The Neutral Bystander— Someone neither for nor against change. They will not directly or vocally oppose change, but neither will they proactively get behind change. The Neutral Bystander will just go with the flow not wanting to make any waves, hoping to perpetually fly under the radar.
The Critic— Someone who opposes any and all change. Keep in mind that not all critics are overt in their resistance. Many critics remain in stealth mode, trying to derail change behind the scenes by using their influence on others. Whether overt or covert, you must identify critics of change early in the process if you hope to succeed.
The Advocate— Those who not only embrace change, but also evangelize the change initiative. Like the Critics, you need to identify the Advocates early in the process to not only build the power base for change, but to give momentum and enthusiasm to the change initiative.
Once you’ve identified these change constituencies, you must involve all of them, message properly to each of them, and not let up. With the proper messaging and involvement, even adversaries can be converted into allies.
Managing Change:
Managing change requires that key players have control over four critical elements:
Vision Alignment— Those who understand and agree with your vision must be leveraged in the change process.

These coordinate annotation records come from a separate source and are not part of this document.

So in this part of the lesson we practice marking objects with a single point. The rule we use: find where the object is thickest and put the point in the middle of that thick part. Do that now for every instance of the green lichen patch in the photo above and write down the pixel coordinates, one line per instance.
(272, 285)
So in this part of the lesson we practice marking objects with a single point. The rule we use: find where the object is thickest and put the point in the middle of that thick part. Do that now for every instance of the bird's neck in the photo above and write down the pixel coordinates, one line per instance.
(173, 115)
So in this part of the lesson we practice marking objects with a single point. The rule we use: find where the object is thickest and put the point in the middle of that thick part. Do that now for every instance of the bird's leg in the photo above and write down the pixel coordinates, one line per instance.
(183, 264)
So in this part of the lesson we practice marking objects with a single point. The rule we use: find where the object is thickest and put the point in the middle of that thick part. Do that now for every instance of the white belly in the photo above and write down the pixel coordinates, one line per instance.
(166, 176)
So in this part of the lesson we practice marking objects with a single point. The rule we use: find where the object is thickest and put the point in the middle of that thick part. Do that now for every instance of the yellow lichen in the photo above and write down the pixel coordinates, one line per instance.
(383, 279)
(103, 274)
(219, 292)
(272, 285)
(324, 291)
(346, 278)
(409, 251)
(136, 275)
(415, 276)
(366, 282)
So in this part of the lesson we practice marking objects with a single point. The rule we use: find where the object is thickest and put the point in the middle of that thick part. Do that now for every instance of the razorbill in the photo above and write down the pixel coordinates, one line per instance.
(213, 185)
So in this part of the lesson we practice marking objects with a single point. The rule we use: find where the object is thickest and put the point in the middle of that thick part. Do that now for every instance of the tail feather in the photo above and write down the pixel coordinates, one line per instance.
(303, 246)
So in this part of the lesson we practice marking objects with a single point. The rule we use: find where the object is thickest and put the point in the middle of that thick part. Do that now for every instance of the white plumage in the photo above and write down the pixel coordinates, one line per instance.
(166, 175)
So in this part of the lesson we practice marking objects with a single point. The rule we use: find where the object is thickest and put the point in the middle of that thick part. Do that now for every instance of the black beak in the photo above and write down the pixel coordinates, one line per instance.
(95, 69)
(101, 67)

Those who disagree must be converted or have their influence neutralized.
Responsibility— Your change agents must have a sufficient level of responsibility to achieve the necessary results.
Accountability— Your change agents must be accountable for reaching their objectives.
Authority— If the first three items are in place, yet your change agents have not been given the needed authority to get the job done, the first three items won’t mean much.
You must set your change agents up for success and not failure by giving them the proper tools, talent, resources, responsibility, and authority necessary for finishing the race.